UPDATED 17:14 EDT / NOVEMBER 17 2016

APPS

Salesforce.com beats sales, profit estimates as good times roll on

Things just keep getting better for Salesforce.com Inc.

The company, which sells customer relationship management software online, that kicked off the software-as-a-service revolution in 1999 issued a stronger-than-expected earning report, sending its stock up more than 6 percent in after-hours trading. Salesforce.com had been lagging the overall market for the past three months on speculation that he couldn’t continue its torrid growth, but the good times show no signs of slowing.

While its losses grew to $37 million, or five cents per share, from $25 million a year ago, adjusted profits were 24 cents, beating analysts’ average estimates of 21 cents. Revenue jumped 25 percent to $2.14 billion against consensus estimates of $2.12 billion. Salesforce.com also raised its fiscal 2017 revenue guidance to between $8.36 billion and $8.37 billion, ahead of the consensus forecast of $8.31 billion and lifted full-year earnings guidance by three cents to 97 cents.

The company also raised its fiscal 2018 revenue guidance to $10.1 billion to $10.15 billion, compared with consensus estimates of $10.07 billion. “We expect to deliver our first $10 billion year during our fiscal year 2018, which puts us well on the path to reach $20 billion faster than any other enterprise software company,” Chairman and Chief Executive Marc Benioff said in a statement. “There is no other top-10 software company delivering that number.”

Salesforce.com said it saw a surge in new bookings in the quarter, closing a record number of large transactions. Bookings were $12 billion, up 27 percent over the same period the previous year. Professional services, although a small item on the income statement, grew 39 percent. The company also reported healthy growth in deferred revenues of 28 percent.

“We continue to see marketing technology taking share of marketers’ overall budgets to better capitalize on customer relationships, automate workflows and apply related data towards improved media choices,” Pivotal Research Group analyst Brian Wieser said in a note to clients today. “Salesforce.com is a key catalyst and beneficiary of these changes within the industry.”
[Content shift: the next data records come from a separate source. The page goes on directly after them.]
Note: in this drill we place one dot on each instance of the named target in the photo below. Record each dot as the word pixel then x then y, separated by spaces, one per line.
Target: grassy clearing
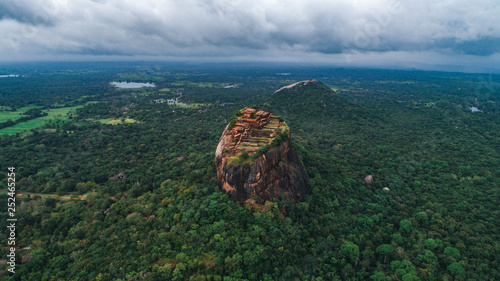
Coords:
pixel 6 115
pixel 70 196
pixel 200 84
pixel 192 105
pixel 113 121
pixel 54 114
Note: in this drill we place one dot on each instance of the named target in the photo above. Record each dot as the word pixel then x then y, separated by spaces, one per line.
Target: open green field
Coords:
pixel 192 105
pixel 112 121
pixel 200 84
pixel 6 115
pixel 53 114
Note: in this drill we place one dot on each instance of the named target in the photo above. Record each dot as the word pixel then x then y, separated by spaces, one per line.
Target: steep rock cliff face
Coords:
pixel 277 172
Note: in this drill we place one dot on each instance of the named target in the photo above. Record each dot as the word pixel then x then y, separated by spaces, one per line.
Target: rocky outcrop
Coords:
pixel 270 173
pixel 297 85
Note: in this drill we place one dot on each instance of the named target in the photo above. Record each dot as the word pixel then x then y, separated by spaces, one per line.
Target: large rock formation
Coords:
pixel 254 158
pixel 297 85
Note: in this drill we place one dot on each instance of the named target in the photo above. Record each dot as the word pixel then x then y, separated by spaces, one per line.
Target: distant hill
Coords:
pixel 308 99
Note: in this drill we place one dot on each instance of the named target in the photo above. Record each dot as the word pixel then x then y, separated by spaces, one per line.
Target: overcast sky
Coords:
pixel 426 34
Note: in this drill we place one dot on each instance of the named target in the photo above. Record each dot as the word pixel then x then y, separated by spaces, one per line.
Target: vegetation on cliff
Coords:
pixel 169 220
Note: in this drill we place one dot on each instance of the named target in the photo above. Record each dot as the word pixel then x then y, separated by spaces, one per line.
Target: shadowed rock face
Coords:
pixel 271 175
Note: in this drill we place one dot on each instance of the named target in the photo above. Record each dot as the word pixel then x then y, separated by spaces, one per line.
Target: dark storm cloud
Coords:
pixel 29 12
pixel 239 28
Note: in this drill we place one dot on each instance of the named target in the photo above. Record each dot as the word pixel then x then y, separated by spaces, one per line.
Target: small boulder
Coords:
pixel 369 179
pixel 397 199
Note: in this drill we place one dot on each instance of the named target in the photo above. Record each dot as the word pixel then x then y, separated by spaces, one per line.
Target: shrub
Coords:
pixel 244 155
pixel 264 149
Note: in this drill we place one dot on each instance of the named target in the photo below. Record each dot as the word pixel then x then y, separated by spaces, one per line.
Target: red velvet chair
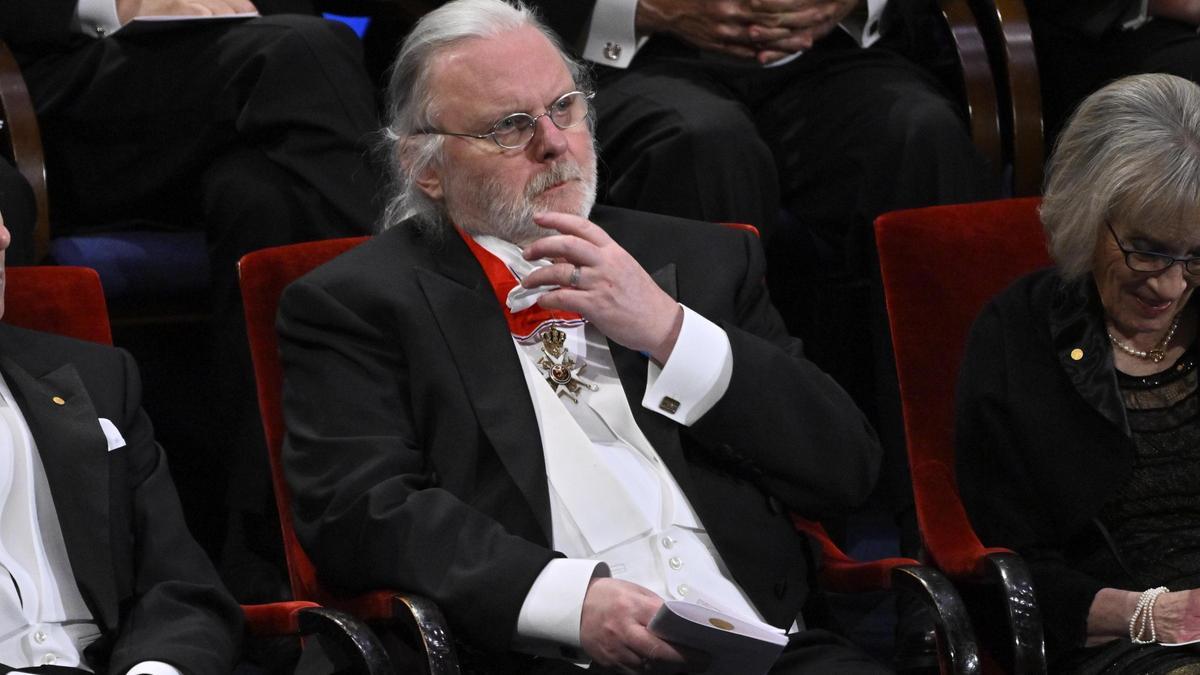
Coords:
pixel 263 275
pixel 70 300
pixel 939 267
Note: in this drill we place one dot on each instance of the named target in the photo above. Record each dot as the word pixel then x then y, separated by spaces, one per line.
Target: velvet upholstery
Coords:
pixel 67 300
pixel 939 267
pixel 263 275
pixel 142 266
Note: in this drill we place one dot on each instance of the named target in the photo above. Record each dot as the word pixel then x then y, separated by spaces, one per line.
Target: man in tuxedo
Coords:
pixel 729 109
pixel 547 417
pixel 256 131
pixel 101 572
pixel 1084 46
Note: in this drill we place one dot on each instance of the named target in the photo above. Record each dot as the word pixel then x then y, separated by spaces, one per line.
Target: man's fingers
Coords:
pixel 570 248
pixel 559 274
pixel 570 223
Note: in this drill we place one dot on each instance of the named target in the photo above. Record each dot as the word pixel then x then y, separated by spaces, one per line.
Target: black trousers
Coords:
pixel 808 652
pixel 837 137
pixel 1073 65
pixel 257 132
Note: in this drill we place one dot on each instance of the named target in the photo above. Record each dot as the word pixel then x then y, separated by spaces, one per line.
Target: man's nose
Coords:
pixel 549 142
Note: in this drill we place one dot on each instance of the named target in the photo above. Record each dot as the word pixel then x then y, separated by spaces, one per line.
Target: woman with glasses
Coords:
pixel 1078 426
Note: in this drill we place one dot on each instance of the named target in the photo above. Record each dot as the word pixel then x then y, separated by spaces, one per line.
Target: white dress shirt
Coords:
pixel 615 507
pixel 43 617
pixel 611 39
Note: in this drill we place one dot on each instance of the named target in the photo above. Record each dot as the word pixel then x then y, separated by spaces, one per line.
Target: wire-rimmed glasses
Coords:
pixel 1151 262
pixel 515 131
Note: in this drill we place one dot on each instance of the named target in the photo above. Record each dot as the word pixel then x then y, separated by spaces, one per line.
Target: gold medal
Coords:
pixel 562 371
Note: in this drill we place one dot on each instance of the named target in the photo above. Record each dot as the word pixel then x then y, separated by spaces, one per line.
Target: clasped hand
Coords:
pixel 766 30
pixel 613 633
pixel 611 290
pixel 1177 616
pixel 129 9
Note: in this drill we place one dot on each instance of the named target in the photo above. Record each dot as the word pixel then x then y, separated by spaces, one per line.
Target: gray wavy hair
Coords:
pixel 411 106
pixel 1131 153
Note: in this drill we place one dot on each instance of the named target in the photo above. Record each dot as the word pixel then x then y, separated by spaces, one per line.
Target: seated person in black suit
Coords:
pixel 545 416
pixel 725 111
pixel 101 574
pixel 255 131
pixel 17 203
pixel 1078 425
pixel 1083 46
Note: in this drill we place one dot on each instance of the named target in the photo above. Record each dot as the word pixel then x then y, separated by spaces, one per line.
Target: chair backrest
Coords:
pixel 21 141
pixel 67 300
pixel 1005 25
pixel 940 266
pixel 263 275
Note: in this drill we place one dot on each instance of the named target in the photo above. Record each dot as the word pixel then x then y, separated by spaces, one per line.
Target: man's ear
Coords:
pixel 429 178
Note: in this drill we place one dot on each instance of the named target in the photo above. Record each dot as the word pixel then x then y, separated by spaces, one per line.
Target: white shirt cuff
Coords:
pixel 96 18
pixel 550 615
pixel 868 33
pixel 612 35
pixel 695 376
pixel 1138 17
pixel 154 668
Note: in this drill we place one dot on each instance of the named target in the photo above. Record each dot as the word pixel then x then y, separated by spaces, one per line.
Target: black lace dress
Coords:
pixel 1152 526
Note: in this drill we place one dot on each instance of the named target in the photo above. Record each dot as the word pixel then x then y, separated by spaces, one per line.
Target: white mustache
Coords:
pixel 559 173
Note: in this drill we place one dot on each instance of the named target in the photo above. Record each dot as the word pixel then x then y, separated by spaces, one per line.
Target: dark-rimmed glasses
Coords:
pixel 1151 262
pixel 516 131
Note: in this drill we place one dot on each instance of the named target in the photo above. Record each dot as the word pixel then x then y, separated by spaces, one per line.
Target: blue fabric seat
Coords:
pixel 138 267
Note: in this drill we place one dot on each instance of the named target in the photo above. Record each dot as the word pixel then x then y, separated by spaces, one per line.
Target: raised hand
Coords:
pixel 610 288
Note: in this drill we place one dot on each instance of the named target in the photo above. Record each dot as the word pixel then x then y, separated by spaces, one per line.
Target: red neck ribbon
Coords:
pixel 526 322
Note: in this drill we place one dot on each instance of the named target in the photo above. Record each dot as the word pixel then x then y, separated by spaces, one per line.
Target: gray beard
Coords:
pixel 511 219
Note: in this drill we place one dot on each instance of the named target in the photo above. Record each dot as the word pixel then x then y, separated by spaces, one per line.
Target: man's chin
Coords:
pixel 564 199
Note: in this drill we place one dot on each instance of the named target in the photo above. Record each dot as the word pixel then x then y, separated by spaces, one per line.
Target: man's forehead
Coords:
pixel 504 72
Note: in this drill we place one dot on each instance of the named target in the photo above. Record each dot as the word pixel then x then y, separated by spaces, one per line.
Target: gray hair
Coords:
pixel 1131 153
pixel 411 107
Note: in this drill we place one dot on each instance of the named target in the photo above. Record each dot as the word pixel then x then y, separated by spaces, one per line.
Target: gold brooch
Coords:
pixel 562 371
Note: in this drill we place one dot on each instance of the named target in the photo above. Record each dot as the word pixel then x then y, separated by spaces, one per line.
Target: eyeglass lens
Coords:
pixel 1145 261
pixel 516 130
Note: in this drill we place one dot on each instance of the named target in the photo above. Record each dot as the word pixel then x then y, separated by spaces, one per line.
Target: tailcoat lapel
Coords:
pixel 478 336
pixel 75 453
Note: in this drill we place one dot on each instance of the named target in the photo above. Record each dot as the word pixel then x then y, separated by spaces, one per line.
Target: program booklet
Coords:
pixel 738 646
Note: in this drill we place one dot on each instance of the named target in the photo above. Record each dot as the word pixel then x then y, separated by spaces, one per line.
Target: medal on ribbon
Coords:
pixel 563 372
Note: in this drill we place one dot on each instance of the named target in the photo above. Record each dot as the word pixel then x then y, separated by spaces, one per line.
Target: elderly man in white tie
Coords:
pixel 551 417
pixel 100 572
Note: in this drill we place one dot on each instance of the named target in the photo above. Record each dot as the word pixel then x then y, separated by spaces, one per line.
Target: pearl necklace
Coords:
pixel 1155 354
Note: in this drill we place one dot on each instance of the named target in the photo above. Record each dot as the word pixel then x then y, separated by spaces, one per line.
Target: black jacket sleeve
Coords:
pixel 1000 464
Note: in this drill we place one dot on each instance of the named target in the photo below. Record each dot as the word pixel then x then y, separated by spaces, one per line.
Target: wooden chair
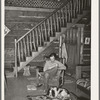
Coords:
pixel 58 80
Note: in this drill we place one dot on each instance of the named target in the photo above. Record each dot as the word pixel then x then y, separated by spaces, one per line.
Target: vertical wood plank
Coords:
pixel 34 41
pixel 48 21
pixel 45 31
pixel 28 50
pixel 30 36
pixel 42 33
pixel 51 26
pixel 40 40
pixel 19 52
pixel 16 58
pixel 37 39
pixel 66 14
pixel 54 22
pixel 57 20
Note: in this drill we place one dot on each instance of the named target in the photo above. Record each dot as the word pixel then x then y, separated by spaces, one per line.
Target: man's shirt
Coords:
pixel 49 65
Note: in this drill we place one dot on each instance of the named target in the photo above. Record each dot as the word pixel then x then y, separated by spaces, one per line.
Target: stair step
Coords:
pixel 86 55
pixel 52 38
pixel 40 48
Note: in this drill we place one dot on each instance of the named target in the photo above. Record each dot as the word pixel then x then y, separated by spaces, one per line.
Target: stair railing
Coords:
pixel 42 32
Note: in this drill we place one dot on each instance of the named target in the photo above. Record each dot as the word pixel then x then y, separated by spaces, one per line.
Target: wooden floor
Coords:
pixel 17 88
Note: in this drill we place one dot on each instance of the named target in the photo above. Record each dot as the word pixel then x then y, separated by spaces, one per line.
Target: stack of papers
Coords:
pixel 31 87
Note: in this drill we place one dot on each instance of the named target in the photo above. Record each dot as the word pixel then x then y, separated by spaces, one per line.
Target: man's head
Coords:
pixel 52 56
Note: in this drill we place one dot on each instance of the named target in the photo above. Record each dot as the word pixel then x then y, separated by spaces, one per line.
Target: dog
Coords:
pixel 58 93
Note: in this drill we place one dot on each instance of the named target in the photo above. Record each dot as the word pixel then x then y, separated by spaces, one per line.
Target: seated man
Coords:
pixel 50 69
The company has been expanding its core platform with new services and marketing features and this summer gobbled up Demandware Inc., a publicly-traded provider of online retailing software, for about $2.8 billion. With the pool of new customers shrinking, the company is turning its focus to upselling existing customers, a strategy that probably means more acquisitions are to come. The company tried unsuccessfully to buy LinkedIn Corp. early this year, but lost out to Microsoft, and was reported to be interested in acquiring Twitter Inc.

On the quarterly earnings call, Benioff called out the performance of the non-CRM products. The company’s Commerce Cloud is now supporting 300 million shoppers per month, and it enabled the sale 10,000 pairs of Kanye West shoes in a single hour, he said. Its Service Cloud platform is processing 600 million messages a day. The Quip cloud-based word processing app that the company acquired in August is used by more than 10,000 users at Facebook alone, he said.

On a product and regional basis, Sales Cloud grew 13 percent, Service Cloud grew 26 percent, App Cloud leapt 38 percent and Marketing Cloud was up 21 percent. Sales to the EMEA and Asia/Pacific regions were up 27 percent and 29 percent, respectively, indicating stable performance across the globe.